What to Do With Outdated Financial Records
It's great to get rid of stacks of old, useless paperwork around the house, but don't throw it away with your regular trash. In most cases, the information contained in these papers is too sensitive to be made public.
To paraphrase a report from the Federal Trade Commission (FTC), "more than 3 In 2019, Consumer Sentinel Network received 2 million reports from consumers, and 20% of those reports involved identity theft. Doing so makes your personal information available to anyone who wants to steal your identity and is willing to put in a little effort to find it in the trash. You may be surprised by how much data is contained in your past bills, statements, void and canceled checks, and other financial documents.
Possible contents of the trashed paperwork include:
- Full names
- Locations of actual homes
- Toll-free numbers
- Financial Identifiers
- Bank account and payment information routing numbers
- ID numbers for drivers
- Mathematical Policies
- Data Relating to Membership
- Clinical Notes
If you need to dispose of papers that contain personal information, you should shred them first. A home shredder or a shredding service should be used to destroy sensitive documents. Keeping your private information secure is worth the cost of this service.

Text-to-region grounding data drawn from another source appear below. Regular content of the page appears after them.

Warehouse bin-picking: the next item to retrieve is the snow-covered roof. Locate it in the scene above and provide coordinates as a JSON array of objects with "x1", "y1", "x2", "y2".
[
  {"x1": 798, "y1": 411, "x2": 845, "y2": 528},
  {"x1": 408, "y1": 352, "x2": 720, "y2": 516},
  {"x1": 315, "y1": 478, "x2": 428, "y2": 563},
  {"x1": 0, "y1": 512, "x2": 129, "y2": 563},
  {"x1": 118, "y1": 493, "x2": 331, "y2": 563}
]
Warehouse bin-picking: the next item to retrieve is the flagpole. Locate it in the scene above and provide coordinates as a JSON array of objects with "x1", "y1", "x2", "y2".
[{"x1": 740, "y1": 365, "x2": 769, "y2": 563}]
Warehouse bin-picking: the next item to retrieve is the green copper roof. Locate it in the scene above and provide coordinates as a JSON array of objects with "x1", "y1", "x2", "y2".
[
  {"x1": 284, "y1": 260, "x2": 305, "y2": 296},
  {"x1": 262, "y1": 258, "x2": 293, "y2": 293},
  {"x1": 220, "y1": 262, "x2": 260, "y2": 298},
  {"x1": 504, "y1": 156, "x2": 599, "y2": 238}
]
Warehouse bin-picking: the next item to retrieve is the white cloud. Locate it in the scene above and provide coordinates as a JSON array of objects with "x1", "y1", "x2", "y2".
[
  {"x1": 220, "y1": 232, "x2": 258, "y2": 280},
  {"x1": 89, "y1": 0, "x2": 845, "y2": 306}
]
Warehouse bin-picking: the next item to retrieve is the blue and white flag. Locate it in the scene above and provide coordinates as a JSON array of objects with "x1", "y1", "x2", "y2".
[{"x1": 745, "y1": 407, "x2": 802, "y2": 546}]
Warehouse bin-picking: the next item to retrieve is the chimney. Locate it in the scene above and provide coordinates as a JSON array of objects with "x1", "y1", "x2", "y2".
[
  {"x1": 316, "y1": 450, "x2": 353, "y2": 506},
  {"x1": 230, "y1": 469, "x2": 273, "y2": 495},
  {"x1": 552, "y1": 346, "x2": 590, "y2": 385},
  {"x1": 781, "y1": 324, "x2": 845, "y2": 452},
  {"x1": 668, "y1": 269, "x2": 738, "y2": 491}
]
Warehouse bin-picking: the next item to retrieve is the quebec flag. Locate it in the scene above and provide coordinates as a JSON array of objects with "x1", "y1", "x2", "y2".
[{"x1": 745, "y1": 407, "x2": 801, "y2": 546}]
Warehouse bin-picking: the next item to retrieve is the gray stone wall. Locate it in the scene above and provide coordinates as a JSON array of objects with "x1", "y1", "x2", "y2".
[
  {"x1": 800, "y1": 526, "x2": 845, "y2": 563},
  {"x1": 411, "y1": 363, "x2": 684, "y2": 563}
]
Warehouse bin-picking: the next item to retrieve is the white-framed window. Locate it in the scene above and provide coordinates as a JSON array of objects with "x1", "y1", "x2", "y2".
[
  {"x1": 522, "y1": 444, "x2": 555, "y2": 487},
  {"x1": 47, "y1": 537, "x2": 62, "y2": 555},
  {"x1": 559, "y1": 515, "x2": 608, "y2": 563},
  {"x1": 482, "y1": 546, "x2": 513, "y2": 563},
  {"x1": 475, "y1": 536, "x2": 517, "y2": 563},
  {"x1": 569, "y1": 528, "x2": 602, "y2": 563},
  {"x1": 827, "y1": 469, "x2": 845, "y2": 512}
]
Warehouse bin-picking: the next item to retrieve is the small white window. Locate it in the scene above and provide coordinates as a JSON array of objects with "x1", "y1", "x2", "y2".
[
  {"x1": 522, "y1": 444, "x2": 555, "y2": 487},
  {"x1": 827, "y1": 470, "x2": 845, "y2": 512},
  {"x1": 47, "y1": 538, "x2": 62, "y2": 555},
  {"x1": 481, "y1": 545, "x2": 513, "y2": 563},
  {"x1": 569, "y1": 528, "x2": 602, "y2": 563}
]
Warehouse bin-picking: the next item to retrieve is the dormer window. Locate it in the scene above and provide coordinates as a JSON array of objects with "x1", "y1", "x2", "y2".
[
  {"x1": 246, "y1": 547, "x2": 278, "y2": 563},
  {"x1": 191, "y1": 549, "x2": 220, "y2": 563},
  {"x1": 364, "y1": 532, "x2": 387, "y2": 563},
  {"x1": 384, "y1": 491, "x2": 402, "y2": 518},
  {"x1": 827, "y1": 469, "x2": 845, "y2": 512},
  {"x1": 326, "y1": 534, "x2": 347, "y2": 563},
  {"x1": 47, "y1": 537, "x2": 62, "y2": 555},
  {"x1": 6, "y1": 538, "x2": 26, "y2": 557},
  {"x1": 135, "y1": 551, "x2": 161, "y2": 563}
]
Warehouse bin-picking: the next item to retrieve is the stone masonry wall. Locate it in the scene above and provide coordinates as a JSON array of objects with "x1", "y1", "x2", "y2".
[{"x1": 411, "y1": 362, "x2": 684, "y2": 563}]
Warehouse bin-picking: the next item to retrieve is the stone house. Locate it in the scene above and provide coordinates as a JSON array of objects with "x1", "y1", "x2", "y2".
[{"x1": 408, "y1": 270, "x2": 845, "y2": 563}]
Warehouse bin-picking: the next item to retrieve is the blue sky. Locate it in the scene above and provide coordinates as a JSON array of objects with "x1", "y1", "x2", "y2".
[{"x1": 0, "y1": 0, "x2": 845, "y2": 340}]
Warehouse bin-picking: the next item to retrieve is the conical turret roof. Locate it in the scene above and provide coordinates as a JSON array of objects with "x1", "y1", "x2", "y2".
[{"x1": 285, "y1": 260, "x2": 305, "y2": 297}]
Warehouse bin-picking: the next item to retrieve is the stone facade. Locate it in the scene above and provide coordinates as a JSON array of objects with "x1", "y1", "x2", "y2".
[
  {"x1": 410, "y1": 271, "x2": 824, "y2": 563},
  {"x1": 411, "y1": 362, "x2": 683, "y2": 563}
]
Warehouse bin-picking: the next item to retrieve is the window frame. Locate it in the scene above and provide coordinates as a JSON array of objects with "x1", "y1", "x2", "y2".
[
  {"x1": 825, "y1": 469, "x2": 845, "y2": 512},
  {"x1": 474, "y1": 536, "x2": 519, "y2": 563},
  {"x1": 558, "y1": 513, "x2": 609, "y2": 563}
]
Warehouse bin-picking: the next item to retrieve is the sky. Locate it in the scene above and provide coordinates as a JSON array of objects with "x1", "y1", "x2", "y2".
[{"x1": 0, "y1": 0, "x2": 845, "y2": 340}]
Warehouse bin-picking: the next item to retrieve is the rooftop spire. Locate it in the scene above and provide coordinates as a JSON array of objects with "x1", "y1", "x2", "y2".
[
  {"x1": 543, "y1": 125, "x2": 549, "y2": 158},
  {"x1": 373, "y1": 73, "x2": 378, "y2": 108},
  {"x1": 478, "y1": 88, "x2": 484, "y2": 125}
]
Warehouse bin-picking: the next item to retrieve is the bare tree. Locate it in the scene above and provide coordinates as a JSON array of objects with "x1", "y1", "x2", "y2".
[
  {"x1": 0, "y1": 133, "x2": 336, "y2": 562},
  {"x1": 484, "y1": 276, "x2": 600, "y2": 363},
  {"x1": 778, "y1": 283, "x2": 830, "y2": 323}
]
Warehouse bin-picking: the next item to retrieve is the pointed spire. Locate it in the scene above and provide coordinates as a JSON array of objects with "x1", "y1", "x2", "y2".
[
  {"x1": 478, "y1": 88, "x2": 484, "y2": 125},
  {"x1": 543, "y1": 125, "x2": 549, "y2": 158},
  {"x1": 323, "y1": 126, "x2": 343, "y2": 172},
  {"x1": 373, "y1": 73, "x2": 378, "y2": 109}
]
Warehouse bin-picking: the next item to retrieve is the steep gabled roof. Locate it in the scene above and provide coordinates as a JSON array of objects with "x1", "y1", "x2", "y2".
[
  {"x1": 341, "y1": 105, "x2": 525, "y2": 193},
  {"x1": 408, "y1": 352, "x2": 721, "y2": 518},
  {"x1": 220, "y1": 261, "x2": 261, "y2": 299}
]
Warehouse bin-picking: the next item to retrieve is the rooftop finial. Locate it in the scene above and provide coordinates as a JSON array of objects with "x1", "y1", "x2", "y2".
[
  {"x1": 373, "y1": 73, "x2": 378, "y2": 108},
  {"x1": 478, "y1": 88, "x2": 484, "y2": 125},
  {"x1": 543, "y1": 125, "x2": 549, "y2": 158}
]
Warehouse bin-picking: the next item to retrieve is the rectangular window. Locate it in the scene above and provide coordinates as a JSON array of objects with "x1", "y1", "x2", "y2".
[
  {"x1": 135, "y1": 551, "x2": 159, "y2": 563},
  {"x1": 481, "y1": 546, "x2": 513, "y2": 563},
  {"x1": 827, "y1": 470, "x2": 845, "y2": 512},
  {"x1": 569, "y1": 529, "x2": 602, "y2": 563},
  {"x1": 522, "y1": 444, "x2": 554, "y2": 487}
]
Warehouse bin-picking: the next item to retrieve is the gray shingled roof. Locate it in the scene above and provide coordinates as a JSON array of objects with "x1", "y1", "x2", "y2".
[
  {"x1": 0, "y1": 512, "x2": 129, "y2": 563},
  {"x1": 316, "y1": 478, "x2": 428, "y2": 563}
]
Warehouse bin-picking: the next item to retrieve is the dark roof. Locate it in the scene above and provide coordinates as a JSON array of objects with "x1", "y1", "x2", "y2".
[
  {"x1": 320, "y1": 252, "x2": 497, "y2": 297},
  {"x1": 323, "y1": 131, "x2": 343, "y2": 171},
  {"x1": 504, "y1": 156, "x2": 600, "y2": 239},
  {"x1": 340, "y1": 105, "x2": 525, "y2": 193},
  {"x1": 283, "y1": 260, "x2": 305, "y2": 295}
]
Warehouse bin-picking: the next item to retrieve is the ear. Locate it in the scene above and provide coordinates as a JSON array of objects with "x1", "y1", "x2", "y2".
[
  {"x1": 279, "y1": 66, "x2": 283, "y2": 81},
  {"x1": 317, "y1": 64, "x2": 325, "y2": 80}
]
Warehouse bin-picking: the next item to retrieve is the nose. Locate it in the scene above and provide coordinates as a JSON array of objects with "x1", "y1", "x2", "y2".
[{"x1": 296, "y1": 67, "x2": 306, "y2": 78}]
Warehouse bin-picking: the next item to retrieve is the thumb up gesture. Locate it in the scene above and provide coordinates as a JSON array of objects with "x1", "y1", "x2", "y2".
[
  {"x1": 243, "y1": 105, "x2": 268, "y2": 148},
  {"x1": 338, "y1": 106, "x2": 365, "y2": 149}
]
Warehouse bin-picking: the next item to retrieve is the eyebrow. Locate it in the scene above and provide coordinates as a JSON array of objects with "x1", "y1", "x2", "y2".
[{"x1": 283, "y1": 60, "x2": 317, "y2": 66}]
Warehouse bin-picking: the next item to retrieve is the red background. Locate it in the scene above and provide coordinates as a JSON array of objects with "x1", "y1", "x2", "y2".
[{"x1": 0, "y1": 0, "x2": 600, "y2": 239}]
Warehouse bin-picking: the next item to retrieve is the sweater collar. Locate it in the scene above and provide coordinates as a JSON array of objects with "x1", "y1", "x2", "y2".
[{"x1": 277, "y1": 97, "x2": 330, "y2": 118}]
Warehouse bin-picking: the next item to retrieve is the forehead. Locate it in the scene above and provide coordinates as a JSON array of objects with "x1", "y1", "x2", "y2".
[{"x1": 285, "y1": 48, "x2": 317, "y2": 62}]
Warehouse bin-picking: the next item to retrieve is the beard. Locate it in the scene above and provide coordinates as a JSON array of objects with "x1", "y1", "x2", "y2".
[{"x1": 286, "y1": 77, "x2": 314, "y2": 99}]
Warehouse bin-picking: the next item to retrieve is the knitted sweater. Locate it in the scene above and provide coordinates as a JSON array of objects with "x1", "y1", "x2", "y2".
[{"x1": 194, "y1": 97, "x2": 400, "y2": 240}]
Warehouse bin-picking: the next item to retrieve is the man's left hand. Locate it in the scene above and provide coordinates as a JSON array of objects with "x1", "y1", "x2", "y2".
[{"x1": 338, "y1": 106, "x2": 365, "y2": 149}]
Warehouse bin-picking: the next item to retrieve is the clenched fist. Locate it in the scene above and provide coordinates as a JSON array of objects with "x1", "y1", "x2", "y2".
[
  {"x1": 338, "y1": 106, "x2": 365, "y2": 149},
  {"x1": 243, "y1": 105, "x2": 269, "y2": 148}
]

The following shops provide shredding services:
- Stationery Factory
- Office Max
- Postal Service/UPS
- Printing and mailing services provided by FedEx Office
Free paper shredding days are also offered in many communities. See if there is anything like this happening in your area by checking the city's website.
All aspects of one's financial life necessitate copious amounts of paperwork, from regular bank statements and insurance policies to tax records and other ancillary materials. You can reduce the amount of stuff you have by the time you learn what you need to keep and what can be discarded.